Israël, 20.000 km2, 7 millions d’habitants, dont 5 millions de Juifs, est responsable du malheur des Arabes, de tous les Arabes, qu’ils soient égyptiens, saoudiens ou Français. Israël est l’Injustice même. En le rayant de la face du globe, en massacrant les Juifs, on effacerait l’injustice. C’est bon, de se sentir animé par une juste colère. C’est bon, d’éprouver la joie de frapper et de persécuter pour une juste cause. Voilà pourquoi il ne faut pas dire aux « jeunes des cités » que les deux millions d’Arabes israéliens ont le droit de vote, élisent leurs députés librement. Ne leur dites pas qu’Israël soutient financièrement la Palestine. Ne leur dites pas que des milliers de palestiniens vont se faire soigner dans les hôpitaux israéliens. Ne leur dites pas que l’université hébraïque de Tel Aviv est pleine de jeunes musulmanes voilées. Ne leur demandez pas où sont passés les milliers de Juifs d’Alexandrie. Il en reste trente aujourd’hui. Ne leur demandez ce qu’il est advenu de tous les Juifs des pays arabes. Ne leur demandez pas s’ils ont le droit au retour, eux aussi. Ne leur demandez pas quelle est la société la plus « métissée », Israël ou la Syrie. Ne leur dites pas que, s’il y a de nombreux pro-palestiniens en Israël, on attend toujours de voir les pro-israëliens dans les pays arabes. Ne leur dites pas que le négationnisme ou l’admiration envers Hitler ne sont pas rares dans les pays arabes ; que, lorsqu’il s’est agi d’illustrer les différentes cultures par leurs grands textes, la bibliothèque d’Alexandrie a choisi d’exposer, pour le judaïsme, le Protocole des Sages de Sion ; que ce faux antisémite est largement diffusé dans les pays arabes. Ne leur dites pas que, du point de vue des libertés, de la démocratie et des droits de l’homme, non seulement il vaut mille fois mieux être arabe en Israël que juif dans un pays arabe, mais sans doute même vaut-il mieux être arabe en Israël qu’arabe dans un pays arabe. Ne leur dites pas qu’Alain Soral, du Front national, qu’ils détestent tant, est allé manifester son soutien au Hezbollah, qu’ils admirent si fort.

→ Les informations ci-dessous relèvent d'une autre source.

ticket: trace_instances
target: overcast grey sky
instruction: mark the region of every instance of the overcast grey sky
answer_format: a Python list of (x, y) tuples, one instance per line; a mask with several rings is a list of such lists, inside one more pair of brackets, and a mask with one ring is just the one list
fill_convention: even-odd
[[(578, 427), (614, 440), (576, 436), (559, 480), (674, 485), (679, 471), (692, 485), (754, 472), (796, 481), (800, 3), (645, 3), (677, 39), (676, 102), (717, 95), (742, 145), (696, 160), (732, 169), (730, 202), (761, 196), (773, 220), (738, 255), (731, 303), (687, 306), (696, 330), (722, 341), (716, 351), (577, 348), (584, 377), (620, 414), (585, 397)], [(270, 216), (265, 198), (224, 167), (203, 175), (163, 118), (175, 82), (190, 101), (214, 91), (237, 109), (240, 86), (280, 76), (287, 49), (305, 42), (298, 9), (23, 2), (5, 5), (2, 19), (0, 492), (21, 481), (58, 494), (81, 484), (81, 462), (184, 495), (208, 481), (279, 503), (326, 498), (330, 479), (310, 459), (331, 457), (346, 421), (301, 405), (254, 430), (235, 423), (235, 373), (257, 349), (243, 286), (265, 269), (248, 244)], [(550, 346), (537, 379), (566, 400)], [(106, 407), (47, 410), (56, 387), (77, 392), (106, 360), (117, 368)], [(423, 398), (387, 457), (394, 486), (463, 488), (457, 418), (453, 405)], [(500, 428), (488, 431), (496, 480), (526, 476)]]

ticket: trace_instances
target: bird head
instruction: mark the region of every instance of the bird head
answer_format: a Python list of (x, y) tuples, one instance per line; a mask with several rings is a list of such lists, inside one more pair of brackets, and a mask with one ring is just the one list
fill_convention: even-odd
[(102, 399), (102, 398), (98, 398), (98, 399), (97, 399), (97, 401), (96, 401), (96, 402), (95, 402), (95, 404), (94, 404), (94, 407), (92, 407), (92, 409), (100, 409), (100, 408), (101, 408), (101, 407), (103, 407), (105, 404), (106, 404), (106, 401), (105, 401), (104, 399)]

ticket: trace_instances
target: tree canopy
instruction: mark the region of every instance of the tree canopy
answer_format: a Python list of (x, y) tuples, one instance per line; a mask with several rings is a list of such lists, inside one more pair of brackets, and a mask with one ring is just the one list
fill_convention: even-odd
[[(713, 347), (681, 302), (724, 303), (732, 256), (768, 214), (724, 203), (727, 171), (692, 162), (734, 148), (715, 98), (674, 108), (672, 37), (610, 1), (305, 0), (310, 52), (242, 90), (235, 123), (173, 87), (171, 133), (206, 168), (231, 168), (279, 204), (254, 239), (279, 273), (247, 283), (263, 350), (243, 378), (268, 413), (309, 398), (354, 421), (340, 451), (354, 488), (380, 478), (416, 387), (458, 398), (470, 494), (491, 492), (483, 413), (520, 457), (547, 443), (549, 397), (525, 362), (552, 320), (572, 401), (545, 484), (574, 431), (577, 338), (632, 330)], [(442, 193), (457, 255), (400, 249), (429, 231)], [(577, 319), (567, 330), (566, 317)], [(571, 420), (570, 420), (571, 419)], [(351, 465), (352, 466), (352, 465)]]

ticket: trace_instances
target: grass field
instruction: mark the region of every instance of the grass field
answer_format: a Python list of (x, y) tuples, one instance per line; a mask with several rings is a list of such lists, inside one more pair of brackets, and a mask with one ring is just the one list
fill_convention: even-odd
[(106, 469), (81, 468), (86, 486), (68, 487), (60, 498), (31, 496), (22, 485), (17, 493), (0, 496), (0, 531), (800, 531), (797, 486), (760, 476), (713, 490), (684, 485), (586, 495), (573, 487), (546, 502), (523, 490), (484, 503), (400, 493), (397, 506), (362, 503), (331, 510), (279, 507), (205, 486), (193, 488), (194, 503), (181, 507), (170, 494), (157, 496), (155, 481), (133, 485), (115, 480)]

Si on leur enlève la méchanceté d’Israël, que deviendront ceux d’entre eux qui s’en prennent aux feujs, sinon des brutes incultes, bêtement, traditionnellement antisémites ? Il ne faut pas désespérer Montfermeil.

Mais après tout, on peut tout de même essayer de leur dire tout cela sans trop de risque. Ils traiteront l’informateur de menteur, d’agent du Mossad, de représentant du lobby sioniste ou de raciste. Ils auront raison. Pourquoi se défaire de la commode figure du Croquemitaine responsable de toute la misère du monde ? Elle évite de s’interroger sur ses propres insuffisances.